The Soyuz capsule MS-22, which serves as a spacecraft for the crew, burst with a coolant leak last month after it was struck by a micrometeoroid – a small particle of space rock – which made a tiny puncture and caused the temperature inside to rise.
Roscosmos and NASA said this week that a new spacecraft, Soyuz MS-23, will be launched next month to bring back cosmonauts Sergey Prokopyev and Dmitry Petelin and US astronaut Frank Rubio. But since the ISS will not be docked until February 22nd.
While it may have been an emergency earlier, Rubio’s seat was moved from MS 22 to the SpaceX Crew Dragon spacecraft and landed on the ISS, Roscosmos said on Saturday.
“If the launch is necessary, Francisco Rubio will return to Earth (Crew Dragon), and the Roscosmos cosmonauts (will return) in the MS-XXII Soyuz,” he said.
“The descent of two cosmonauts instead of three will be safer, as the Soyuz MS-22 will help reduce the temperature and humidity of the Soyuz.”
The mission was supposed to end in March, but the plan is now several months ahead and the three men brought home to MS-23. They were due to receive three new crews in March, but instead next month will be empty to join the crew with the ISS.

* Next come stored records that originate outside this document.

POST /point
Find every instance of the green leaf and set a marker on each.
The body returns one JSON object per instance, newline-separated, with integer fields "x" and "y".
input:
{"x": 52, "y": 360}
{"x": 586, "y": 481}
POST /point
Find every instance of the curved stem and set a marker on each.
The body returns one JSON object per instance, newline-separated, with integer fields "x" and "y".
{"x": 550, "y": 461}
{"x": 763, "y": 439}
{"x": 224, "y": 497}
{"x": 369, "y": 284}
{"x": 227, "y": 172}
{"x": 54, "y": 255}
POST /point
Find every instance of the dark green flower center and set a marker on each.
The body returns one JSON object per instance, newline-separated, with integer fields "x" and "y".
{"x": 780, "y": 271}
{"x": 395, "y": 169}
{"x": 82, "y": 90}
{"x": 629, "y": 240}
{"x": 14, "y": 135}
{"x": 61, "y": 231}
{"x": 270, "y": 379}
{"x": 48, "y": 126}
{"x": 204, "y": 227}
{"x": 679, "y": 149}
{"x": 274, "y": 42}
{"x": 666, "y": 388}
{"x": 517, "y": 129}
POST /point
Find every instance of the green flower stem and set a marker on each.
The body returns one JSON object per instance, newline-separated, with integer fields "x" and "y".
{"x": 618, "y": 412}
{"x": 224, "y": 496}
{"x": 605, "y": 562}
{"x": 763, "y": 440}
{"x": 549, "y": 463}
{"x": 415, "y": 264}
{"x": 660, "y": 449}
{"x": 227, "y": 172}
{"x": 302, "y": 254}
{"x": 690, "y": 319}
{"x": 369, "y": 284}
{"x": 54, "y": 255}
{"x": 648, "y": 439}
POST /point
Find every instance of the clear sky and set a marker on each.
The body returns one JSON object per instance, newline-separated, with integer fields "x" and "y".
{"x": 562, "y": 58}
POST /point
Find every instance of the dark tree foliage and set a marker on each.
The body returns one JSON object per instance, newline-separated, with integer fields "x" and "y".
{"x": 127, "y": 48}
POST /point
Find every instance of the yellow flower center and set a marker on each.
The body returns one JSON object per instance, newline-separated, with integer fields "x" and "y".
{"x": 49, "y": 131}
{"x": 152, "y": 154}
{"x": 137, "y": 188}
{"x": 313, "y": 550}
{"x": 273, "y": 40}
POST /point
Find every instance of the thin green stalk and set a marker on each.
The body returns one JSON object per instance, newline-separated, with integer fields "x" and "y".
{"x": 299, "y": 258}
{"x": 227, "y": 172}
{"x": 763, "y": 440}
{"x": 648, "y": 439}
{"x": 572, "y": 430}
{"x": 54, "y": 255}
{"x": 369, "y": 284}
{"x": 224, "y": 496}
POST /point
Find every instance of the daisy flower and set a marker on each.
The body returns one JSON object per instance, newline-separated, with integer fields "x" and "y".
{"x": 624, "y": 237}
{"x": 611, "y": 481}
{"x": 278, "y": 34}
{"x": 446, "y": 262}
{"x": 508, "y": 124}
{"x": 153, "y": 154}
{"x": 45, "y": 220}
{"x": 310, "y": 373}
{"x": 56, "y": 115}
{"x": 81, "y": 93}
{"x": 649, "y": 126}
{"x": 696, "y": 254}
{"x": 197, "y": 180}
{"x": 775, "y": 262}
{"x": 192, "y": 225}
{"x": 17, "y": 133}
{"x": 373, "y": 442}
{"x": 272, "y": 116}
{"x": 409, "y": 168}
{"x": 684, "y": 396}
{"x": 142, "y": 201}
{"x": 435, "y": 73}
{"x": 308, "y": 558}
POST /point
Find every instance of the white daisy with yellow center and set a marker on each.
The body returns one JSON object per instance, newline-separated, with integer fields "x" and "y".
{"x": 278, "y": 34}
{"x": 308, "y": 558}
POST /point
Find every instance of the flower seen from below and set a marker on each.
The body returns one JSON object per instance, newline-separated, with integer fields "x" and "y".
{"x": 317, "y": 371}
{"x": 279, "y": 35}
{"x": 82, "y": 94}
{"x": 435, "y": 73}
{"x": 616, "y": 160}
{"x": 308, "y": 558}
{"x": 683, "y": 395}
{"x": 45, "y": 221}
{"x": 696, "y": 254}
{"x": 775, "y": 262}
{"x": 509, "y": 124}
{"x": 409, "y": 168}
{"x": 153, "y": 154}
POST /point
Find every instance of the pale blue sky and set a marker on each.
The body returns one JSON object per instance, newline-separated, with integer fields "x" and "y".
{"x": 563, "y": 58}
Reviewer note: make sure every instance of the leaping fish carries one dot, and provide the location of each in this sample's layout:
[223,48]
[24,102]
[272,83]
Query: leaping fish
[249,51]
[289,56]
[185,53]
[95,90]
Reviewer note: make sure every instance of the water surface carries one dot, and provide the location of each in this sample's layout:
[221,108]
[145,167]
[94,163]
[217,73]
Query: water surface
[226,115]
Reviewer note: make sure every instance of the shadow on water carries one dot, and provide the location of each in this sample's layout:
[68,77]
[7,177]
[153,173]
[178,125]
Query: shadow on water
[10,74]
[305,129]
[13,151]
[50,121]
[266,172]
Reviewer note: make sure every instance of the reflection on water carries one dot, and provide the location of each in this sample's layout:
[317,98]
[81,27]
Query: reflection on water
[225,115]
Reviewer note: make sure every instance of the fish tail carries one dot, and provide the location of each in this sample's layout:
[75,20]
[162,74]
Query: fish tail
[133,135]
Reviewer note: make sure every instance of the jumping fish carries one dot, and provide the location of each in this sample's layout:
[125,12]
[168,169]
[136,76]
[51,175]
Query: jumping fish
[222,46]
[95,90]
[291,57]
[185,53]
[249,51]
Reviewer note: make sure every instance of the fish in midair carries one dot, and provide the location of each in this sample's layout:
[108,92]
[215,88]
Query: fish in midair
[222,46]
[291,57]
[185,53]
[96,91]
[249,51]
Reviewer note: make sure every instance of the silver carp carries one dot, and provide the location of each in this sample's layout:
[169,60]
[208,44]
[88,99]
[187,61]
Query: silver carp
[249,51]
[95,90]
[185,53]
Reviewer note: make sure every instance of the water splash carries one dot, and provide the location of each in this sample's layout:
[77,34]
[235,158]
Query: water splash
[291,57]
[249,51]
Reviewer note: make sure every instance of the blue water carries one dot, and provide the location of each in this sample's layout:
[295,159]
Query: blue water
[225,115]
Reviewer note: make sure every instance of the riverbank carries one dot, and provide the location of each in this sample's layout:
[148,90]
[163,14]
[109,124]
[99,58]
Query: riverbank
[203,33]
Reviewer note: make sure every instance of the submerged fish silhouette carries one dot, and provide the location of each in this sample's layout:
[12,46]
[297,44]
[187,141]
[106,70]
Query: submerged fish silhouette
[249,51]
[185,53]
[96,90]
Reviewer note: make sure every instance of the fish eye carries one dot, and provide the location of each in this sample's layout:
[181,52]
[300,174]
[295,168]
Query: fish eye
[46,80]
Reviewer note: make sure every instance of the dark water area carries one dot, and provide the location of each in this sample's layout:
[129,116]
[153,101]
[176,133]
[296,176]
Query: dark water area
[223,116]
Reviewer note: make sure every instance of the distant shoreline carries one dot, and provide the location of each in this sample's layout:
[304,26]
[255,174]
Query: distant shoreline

Four other crew members are currently on the orbital station – two from NASA, a third Russian and a Japanese astronaut, who all arrived in October on the SpaceX Crew Dragon capsule.
Relations between Russia and the United States have been poisoned by Moscow’s invasion of Ukraine, but the two countries continue to be closely linked on the ISS, an orbital laboratory 250 miles above Earth that has been continuously occupied for two decades.
But Russia has said it plans to retire the aging plan after 2024 and bring down its own station.